Outlaws also scraps typically Ubisoft skill trees and points for a more naturalistic alternative. During expert missions, you carry out quests for powerful specialists who then give you new abilities or give your weapons or speeder bike an upgrade.

Top flight … Star Wars Outlaws. Photograph: Ubisoft

Then of course, there’s space travel. You can launch off-world at any point – a transition that takes place in one seamless sequence – and then fly freely within the current system, battling tie-fighters or scavenging from space wrecks, before hyperspace-jumping to new planets. Flying is simple, with dogfights relying heavily on a lock-on function which lets you automatically follow enemies – it’s much more arcade-like than the masterful X-Wing or Tie-Fighter games of old. But still, getting an enemy ship in your sights and blasting it to pieces, accompanied by those legendary Ben Burtt-style sound effects, remains a singular thrill.

I’ve only seen a couple of hours of the game so far – there is still much to be discovered. The hope is that the missions and side-quests really delve into Star Wars lore and move further away from the Assassin’s Creed/Far Cry archetypes. I’m wondering how inhabited and detailed will planets be away from the major hubs?
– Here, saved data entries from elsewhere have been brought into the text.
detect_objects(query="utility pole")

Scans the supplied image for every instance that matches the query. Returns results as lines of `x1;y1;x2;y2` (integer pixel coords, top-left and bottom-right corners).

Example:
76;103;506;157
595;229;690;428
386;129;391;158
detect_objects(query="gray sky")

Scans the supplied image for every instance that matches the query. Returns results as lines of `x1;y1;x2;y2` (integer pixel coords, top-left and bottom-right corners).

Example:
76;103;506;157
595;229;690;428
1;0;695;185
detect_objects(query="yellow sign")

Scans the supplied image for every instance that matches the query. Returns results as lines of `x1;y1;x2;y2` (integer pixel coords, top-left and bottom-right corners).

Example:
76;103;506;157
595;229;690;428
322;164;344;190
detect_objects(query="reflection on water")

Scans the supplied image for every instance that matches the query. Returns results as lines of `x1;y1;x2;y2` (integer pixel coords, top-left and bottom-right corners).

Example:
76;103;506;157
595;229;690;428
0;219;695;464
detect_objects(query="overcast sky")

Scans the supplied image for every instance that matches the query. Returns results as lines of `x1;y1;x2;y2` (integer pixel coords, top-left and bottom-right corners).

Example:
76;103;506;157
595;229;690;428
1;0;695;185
I want to run into Jawa transports, secret imperial bases and horrible monsters hellbent on digesting me over a thousand years. This element of chance discovery in the Star Wars universe is something the team has clearly thought about.
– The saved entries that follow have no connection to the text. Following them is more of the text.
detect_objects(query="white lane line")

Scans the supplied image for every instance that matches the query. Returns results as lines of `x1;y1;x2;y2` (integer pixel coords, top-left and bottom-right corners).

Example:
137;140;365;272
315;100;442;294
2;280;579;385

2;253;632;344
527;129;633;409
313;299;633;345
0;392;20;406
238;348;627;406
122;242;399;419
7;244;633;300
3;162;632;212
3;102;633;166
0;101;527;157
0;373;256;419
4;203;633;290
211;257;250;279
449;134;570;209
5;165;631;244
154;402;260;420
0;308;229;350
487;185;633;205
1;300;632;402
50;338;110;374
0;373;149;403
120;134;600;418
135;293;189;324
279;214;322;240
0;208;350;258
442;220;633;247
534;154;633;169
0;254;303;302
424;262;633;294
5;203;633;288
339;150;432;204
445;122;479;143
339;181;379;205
“We knew we had to allow player agency and that really factors into how Star Wars works,” says Khavari. “We tried to create a tonal blueprint that was both from Empire and Return of the Jedi, and fuse that into every story character and vendor that you run into, so that it still feels like it’s part of the same journey. It took me a little while to realise this, but Star Wars is uniquely suited to an open world game. That’s why fans have been clamouring for that for so long, myself included.”